Medical care shouldn't be hazardous to your health. Yet that's exactly what it is for the majority of lesbians and gay men. Studies have consistently shown that as with people of color and other minority groups gay men and lesbians are frequently discriminated against in healthcare.
This means that the experience of Michelle Dupont is not an isolated incident. That is why the ACLU of Southern California filed a civil rights suit Wednesday, May 12, on Ms. Dupont's behalf in Superior Court against her former healthcare providers: Health Net Life Insurance Company, Bristol Park Medical Group, and Dr. Ronald Axtell.
In June of 1998, having just received her health benefits from her new employer, Michelle Dupont was seen for an initial appointment with Dr. Ronald Axtell, who was to be her primary care physician. During the course of the appointment, Dr. Axtell asked Ms. Dupont what type of birth control she used, and she replied that she did not use birth control because she is a lesbian. Immediately after the exam, Dr. Axtell told Ms. Dupont that, in the future, she needed to see a different doctor because he did not approve of "what" she was. Ms. Dupont asked if this was because she was a lesbian, and Dr. Axtell replied, "Yes." He then made a notation in her medical records that he had told the patient that he could not continue to treat her because she is a lesbian.

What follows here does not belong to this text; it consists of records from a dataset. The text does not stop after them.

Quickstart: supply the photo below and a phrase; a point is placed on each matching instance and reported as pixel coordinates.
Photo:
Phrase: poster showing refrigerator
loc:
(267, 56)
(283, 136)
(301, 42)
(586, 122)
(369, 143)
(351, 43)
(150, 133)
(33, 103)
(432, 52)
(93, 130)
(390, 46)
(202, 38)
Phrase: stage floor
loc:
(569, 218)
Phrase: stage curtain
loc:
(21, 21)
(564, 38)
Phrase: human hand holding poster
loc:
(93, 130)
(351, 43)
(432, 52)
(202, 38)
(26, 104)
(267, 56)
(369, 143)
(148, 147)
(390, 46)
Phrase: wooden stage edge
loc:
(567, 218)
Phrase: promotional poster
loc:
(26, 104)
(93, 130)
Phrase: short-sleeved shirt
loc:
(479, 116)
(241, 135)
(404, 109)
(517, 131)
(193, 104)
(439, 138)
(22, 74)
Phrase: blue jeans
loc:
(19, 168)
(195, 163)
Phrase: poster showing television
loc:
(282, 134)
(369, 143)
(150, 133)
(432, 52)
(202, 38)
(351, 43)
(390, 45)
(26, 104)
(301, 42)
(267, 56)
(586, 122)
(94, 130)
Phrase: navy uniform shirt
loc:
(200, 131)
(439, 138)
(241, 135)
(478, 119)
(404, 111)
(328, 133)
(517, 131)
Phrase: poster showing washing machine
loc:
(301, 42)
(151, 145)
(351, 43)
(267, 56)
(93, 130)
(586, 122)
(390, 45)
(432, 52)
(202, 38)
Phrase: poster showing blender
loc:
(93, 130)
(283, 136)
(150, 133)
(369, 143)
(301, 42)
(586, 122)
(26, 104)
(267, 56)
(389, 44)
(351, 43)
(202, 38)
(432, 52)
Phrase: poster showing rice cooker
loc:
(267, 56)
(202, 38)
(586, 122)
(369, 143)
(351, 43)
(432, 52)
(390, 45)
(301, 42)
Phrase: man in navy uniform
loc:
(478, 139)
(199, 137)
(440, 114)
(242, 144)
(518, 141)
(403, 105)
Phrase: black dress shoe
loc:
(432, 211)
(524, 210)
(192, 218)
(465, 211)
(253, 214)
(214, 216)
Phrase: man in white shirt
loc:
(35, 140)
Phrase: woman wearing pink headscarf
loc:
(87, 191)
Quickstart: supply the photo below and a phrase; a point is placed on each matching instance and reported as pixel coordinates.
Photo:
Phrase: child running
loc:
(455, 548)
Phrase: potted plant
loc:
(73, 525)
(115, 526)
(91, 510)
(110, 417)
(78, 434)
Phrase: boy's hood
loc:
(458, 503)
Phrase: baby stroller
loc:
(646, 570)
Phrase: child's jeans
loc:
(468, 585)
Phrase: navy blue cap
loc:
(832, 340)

In California, all businesses open to the public must treat their clients equally, without regard to differences such as race, gender, or sexual orientation, said ACLU Staff Attorney Taylor Flynn. The ACLU has filed suit on Ms. Dupont's behalf because no one should be denied adequate medical care based on prejudice.
Plaintiff Michelle Dupont said, "This is no different from the way African Americans in my family were treated 30 years ago. I deserve to be treated with the same dignity and respect as any other human being."